Рост возможностей, которые были в распоряжении короля, заметен уже в том, что его расходы на раздачу подарков, пенсий, жалованья и пр. весьма значительно возросли сравнительно с расходами его предшественников. Правда, и он уже систематически делает долги, как это характерно и для последующих французских королей. Резервы, накапливаемые в казне в связи с войнами, расходуются чрезвычайно быстро, и делаются попытки открыть все новые и новые источники поступления денег: выдачей рент, повышением налогов, продажей должностей и т. п. Но все это показывает лишь, как благодаря развитию его социального поля и его специфического положения в этом поле перед королем открывались все большие возможности властвования.

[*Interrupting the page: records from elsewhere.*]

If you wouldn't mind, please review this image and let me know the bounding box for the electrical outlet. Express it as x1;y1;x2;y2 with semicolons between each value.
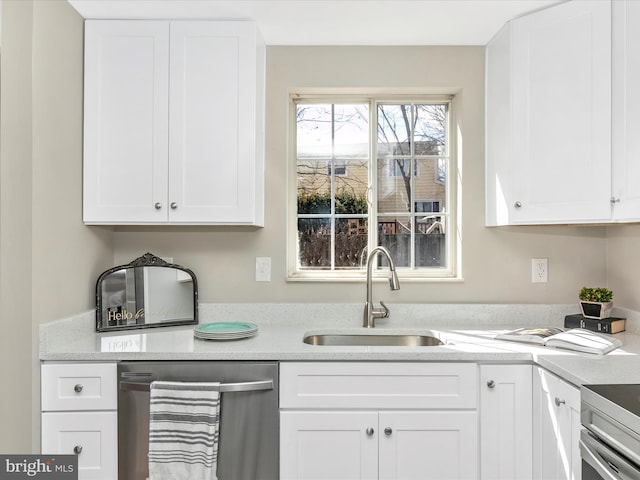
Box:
531;258;548;283
255;257;271;282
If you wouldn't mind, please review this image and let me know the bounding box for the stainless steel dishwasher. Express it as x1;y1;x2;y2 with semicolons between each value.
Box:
118;361;279;480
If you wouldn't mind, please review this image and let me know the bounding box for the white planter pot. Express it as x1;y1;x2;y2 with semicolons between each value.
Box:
579;301;613;319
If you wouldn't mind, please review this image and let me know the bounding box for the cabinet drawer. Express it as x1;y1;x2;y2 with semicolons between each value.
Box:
41;363;117;411
42;411;117;480
280;362;477;409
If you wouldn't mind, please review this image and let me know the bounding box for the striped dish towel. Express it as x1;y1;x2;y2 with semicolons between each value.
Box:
148;381;221;480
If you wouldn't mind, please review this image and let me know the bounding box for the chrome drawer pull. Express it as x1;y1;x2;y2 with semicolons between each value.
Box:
73;445;83;455
555;397;566;407
74;384;83;393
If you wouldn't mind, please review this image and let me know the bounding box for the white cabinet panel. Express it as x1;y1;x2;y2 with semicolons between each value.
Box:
280;411;379;480
480;364;532;480
41;363;117;412
168;21;263;224
83;21;169;224
280;362;477;409
533;367;581;480
379;411;478;480
486;0;612;225
42;411;117;480
612;0;640;221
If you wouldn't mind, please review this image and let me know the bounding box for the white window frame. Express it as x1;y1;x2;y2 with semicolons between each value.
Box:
287;93;460;282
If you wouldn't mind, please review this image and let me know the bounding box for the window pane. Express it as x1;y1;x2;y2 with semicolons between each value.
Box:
297;160;331;214
414;158;447;214
378;216;410;267
334;105;369;158
297;218;331;268
335;218;368;268
416;225;446;267
297;105;332;158
414;105;447;155
335;159;369;215
377;105;411;156
377;156;412;213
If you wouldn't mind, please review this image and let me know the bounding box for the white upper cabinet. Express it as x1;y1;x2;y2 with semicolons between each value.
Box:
612;0;640;221
83;20;265;225
486;1;612;225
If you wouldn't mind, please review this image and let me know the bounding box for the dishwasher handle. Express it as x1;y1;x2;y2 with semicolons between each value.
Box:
120;379;273;393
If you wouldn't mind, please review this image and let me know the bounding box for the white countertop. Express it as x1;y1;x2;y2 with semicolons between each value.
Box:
39;303;640;387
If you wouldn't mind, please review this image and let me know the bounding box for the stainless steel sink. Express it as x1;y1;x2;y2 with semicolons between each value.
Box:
302;333;444;347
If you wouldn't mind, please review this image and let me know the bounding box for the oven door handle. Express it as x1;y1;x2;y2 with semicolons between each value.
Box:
580;430;640;480
119;379;273;393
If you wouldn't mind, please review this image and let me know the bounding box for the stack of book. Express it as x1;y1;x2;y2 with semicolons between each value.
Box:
564;314;626;334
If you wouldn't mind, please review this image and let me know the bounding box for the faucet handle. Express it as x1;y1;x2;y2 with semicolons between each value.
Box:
378;301;390;319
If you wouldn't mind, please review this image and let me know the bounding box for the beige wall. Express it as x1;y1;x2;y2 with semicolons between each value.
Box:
0;0;114;452
607;225;640;311
115;46;609;304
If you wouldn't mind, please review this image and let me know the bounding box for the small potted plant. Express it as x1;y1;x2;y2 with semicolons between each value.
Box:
579;287;613;319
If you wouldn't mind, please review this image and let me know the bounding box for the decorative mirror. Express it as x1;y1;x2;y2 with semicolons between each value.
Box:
96;252;198;332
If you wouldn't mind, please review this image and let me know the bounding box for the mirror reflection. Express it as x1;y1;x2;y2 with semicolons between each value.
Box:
96;253;198;332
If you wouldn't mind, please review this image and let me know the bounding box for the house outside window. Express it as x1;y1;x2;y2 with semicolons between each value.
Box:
290;95;456;280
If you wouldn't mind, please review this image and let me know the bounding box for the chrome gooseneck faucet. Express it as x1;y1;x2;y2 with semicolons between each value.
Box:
363;246;400;328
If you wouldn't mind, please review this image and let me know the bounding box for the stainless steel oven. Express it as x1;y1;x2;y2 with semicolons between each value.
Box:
581;384;640;480
118;361;279;480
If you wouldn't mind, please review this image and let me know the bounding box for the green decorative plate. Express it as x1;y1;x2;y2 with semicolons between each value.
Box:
194;322;258;340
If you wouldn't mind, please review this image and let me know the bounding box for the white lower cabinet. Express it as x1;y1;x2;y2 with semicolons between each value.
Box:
41;362;118;480
281;410;477;480
280;411;379;479
479;364;533;480
279;362;478;480
533;366;581;480
41;412;117;479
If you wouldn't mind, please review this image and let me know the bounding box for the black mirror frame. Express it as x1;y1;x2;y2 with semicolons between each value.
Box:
95;252;198;332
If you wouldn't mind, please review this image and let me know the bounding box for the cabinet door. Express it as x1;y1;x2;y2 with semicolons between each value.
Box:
485;22;513;226
42;411;117;480
612;0;640;221
507;1;612;224
168;21;264;225
480;364;532;480
84;20;169;224
378;411;478;480
533;367;581;480
280;411;378;480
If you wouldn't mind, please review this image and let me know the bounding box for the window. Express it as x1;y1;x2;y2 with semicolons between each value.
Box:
290;95;456;280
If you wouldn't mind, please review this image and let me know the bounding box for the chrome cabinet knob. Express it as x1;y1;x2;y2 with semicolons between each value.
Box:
366;427;374;436
73;445;83;455
555;397;566;407
73;384;83;393
514;201;522;208
154;202;162;210
384;427;393;436
487;380;495;389
170;202;178;209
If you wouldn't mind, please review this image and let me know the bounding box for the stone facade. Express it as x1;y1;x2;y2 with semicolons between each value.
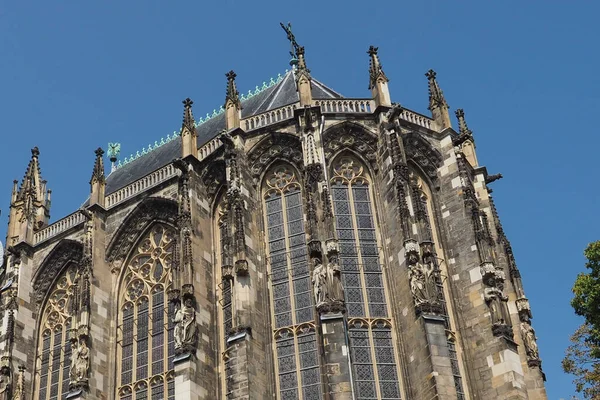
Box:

Соответственно, все большее множество людей устремлялись ко двору. Для переходного характера этой эпохи, когда только начинается освоение новых форм, возникших в ходе развития общества и государства, показательно, что, по крайней мере, в первой половине периода правления Франциска I не было вообще ни одного здания, достаточно просторного и в достаточно хорошем состоянии, чтобы вместить в себе растущий королевский двор. Материальное вместилище для этого растущего двора эпохи денежного хозяйства приходится снова и снова строить и расширять, пока, наконец, не появляется Версальский дворец — символ кульминации, но в то же время и начала застоя. Только его размеров оказывается достаточно для дальнейшего развития двора, и это весьма показательно для соответствия, обнаруживаемого между эволюцией королевского двора и общества в целом. Королевский двор является на этой ступени истории европейских стран центром их интеграции. Интеграционные задачи рано или поздно увеличиваются по мере роста функциональной дифференциации населения. Так рост королевского двора — с оговорками, касающимися специфического распределения власти в династических государствах, отражает в известной степени рост разделения труда в обществе.
Для положения двора в переходную эпоху характерно, кроме того, что люди, сбирающиеся здесь, хотя уже более непосредственно, чем раньше, живут в постоянной зависимости от короля, но по сути своей они все еще рыцари и воины, а не, как то будет позднее, придворные, временами отправляющиеся на войну. Эпоха полна войн и военных экспедиций, судьба людей в этих войнах переменчива — достаточно вспомнить хотя бы пленение Франциска I. А потому и в королевском дворе в это время всегда есть что-то от военного лагеря.